Je considère, en effet, que pour comprendre la nature et l'ampleur de l'offensive idéologique qui est au cœur du projet qu'on désigne par le terme «néo-conservateur» - mais que je préfère qualifier de « libéral-conservateur » étant donné que la composante néo-libérale y joue un rôle fondamental- il est nécessaire de la saisir en tant que réaction aux avancées de la «révolution démocratique». Je me réfère ici à tout un ensemble de mesures à caractère social, politique, économique et culturel à travers lesquelles, malgré leurs limites évidentes, a été réalisée une substantielle démocratisation dans les pays de capitalisme avance. Du point de vue économique, les transformations les plus importantes sont celles qui sont liées à la mise en place de l'État-providence et qui ont été l'expression de la transformation du rapport de forces ayant conduit à ce que certains appellent « l'accord d'après-guerre entre capital et travail ». Les dernières décennies ont aussi été témoin d'une prolifération de nouvelles luttes contre les inégalités de race et de sexe ainsi que du rejet d'un grand nombre de formes traditionnelles d'autorité et de rapports divers de subordination par les « nouveaux mouvements sociaux ».

C'est contre cette nouvelle phase de la « révolution démocratique » que différentes forces de droite vont peu à peu s'organiser afin d'empêcher que cette poussée démocratique ne se poursuive et pour essayer de rétablir les inégalités antérieures.

1. L'attaque contre le sens commun libéral-démocratique

Il est clair que je me limiterai ici à analyser cette offensive au niveau des idées puisque mon objectif est de montrer quelles sont les différentes stratégies intellectuelles qui ont été mises en place dans le but de saper le sens commun libéral-démocratique - surtout sous la forme qu'il avait prise avec la social démocratie - et de contribuer ainsi à la création d'une nouvelle idéologie organique qui articule la défense libérale de l'économie de libre entreprise sur des thèmes conservateurs, autoritaires et inégalitaires. Voilà pourquoi j'ai proposé de la désigner par l'expression « libéral-conservateur ».

D'une façon générale, ce qui est en jeu dans cette offensive, c'est la critique de l'articulation réalisée au cours du 19e siècle entre libéralisme et démocratie comme l'a par ailleurs montré C.B. Macpherson dans The Life and Times of Liberal Democracy. En effet, cette « démocratisation » du libéralisme, résultat de multiples luttes populaires, a eu un impact très profond car elle a favorisé l'émergence de tout un ensemble de nouvelles luttes.

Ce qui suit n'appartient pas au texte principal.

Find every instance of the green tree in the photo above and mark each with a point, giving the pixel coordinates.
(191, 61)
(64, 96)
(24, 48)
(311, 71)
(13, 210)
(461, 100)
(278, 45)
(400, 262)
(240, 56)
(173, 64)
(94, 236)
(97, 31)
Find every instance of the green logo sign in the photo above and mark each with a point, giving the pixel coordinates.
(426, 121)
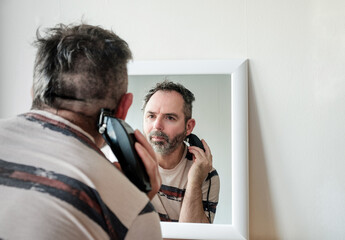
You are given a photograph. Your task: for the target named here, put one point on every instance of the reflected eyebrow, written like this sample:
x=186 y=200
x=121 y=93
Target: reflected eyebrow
x=171 y=115
x=165 y=114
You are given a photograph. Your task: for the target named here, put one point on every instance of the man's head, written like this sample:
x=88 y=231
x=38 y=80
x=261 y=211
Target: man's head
x=80 y=68
x=168 y=116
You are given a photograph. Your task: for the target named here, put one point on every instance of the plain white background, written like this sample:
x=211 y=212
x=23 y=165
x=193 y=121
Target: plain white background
x=296 y=52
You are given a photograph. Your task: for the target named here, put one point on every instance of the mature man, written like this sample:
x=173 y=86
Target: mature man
x=55 y=182
x=190 y=188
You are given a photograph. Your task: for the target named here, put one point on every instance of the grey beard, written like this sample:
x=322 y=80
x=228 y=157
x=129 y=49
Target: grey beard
x=168 y=146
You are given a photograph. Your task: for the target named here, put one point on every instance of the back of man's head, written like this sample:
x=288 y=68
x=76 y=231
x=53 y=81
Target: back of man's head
x=80 y=68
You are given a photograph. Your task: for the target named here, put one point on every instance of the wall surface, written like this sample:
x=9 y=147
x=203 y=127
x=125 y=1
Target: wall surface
x=296 y=52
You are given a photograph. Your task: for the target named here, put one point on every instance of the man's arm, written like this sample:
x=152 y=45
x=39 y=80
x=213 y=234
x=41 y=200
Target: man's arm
x=192 y=208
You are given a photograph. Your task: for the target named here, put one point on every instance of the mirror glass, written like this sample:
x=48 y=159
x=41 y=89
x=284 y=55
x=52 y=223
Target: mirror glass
x=221 y=113
x=212 y=112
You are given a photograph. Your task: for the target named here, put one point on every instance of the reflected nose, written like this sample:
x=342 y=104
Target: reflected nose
x=158 y=124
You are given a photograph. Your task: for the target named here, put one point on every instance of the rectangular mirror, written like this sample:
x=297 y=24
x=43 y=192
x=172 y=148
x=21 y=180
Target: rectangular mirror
x=223 y=85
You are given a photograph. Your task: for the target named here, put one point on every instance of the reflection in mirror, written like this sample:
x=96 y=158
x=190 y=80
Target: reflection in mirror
x=212 y=113
x=237 y=73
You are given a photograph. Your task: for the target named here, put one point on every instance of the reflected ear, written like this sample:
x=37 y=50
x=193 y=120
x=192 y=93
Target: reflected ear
x=190 y=126
x=123 y=106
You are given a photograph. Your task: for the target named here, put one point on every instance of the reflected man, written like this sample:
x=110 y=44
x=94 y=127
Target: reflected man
x=190 y=188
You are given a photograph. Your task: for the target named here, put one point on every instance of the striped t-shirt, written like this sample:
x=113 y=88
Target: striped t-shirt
x=169 y=199
x=56 y=184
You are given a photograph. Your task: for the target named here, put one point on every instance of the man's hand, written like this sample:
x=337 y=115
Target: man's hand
x=146 y=153
x=202 y=164
x=192 y=208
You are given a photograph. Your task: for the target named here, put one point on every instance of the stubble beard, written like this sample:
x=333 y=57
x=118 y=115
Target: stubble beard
x=168 y=145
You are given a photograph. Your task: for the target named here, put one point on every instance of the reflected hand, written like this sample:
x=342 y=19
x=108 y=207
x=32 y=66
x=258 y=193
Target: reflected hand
x=202 y=164
x=148 y=157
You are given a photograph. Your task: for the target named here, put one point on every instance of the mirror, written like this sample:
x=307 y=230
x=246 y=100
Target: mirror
x=226 y=80
x=211 y=110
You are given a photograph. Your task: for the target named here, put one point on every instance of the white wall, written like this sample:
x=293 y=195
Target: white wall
x=296 y=52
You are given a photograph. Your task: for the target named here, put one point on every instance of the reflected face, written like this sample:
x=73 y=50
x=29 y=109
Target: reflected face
x=164 y=121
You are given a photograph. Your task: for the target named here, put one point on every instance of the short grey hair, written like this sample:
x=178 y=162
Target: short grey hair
x=80 y=65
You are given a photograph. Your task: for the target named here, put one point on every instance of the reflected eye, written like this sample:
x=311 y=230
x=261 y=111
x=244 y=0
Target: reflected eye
x=170 y=118
x=150 y=116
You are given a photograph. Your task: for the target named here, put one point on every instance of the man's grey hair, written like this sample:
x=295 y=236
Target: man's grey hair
x=79 y=68
x=168 y=86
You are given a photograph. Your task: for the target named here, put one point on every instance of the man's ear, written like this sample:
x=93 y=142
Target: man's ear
x=123 y=106
x=190 y=126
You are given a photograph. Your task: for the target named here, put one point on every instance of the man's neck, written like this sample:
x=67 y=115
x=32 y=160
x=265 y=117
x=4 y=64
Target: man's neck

En effet, une fois les idées d'égalité et de liberté devenues centrales dans le vocabulaire politique, des droits de plus en plus nombreux pourront être revendiqués et des formes d'inégalité refusées. De nouvelles libertés définies comme «positives» seront ainsi exigées, ce qui conduira à l'établissement de l'État-providence à travers lequel on reconnaîtra aux citoyens le droit à un certain nombre de prestations dans les domaines de la santé, du logement, de l'éducation et de la sécurité sociale. Par la suite, le développement des nouveaux mouvements sociaux aura pour effet la démocratisation d'un ensemble croissant de rapports sociaux et on s'attaquera même, avec le féminisme, à des rapports d'inégalité jusque-là considérés «naturels».

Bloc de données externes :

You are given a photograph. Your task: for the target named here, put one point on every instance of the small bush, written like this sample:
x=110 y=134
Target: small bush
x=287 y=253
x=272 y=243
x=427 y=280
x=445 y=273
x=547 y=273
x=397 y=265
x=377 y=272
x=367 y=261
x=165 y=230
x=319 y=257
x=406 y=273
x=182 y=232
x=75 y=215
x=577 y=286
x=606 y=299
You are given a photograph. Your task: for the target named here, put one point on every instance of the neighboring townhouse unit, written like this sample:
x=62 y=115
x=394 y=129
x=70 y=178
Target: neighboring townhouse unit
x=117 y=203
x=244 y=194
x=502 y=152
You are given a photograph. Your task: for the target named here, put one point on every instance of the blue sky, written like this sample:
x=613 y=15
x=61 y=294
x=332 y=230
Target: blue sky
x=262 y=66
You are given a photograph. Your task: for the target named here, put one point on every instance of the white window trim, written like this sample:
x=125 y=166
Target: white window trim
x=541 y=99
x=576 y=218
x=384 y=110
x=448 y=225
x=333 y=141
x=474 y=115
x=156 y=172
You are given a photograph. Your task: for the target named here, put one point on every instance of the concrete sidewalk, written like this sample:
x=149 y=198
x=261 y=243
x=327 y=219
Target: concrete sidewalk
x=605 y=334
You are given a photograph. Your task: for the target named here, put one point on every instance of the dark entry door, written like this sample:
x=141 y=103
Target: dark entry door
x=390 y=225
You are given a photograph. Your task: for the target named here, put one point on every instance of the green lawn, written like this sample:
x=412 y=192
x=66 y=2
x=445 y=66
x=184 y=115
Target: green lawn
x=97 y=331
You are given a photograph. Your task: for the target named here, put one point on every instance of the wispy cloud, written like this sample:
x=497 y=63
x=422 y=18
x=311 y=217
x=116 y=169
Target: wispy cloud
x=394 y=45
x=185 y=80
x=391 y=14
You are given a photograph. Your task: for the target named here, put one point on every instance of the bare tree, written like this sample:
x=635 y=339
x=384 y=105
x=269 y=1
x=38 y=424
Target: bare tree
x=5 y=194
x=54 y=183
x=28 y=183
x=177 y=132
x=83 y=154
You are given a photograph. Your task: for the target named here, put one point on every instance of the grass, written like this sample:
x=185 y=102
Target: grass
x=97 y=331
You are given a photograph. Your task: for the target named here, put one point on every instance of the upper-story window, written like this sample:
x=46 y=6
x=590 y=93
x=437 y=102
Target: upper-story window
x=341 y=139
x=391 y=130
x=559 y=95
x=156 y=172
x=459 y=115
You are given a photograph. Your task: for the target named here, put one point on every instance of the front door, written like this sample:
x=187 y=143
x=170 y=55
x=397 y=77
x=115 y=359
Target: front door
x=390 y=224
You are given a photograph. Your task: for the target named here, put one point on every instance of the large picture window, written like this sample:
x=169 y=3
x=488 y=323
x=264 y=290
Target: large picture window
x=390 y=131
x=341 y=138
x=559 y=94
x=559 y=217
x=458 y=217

Selon les néo-conservateurs américains, ces luttes des années 1960 pour parvenir à l'égalité et accroître la participation auraient provoqué un véritable « raz de marée démocratique » rendant la société ingouvernable. Le système politique aurait alors subi une surcharge à cause d'un trop-plein de demandes l'obligeant à élargir ses fonctions tout en sapant peu à peu son autorité. Selon Samuel Huntington, par exemple, la force des idéaux démocratiques est inversement proportionnelle à celle de l'autorité politique, ils posent donc un problème sérieux pour la « gouvernabilité » des démocraties. Du côté des néo-libéraux, la préoccupation sera plutôt centrée sur les conséquences de l'intervention de l'État de même que sur les différentes formes de planification visant la sécurité de la libre entreprise. Dès 1944, Hayek annonçait dans The Road to Serfdom que les sociétés occidentales étaient en train de devenir collectivistes et s'engageaient sur la voie du totalitarisme. Mais quelles que soient les différences de perspectives entre les uns et les autres, ce qui est en cause dans ces courants, c'est bien l'articulation du libéralisme et de la démocratie ; l'objectif est donc de la briser. Les voies employées sont néanmoins spécifiques à chaque groupe et il importe de les analyser séparément.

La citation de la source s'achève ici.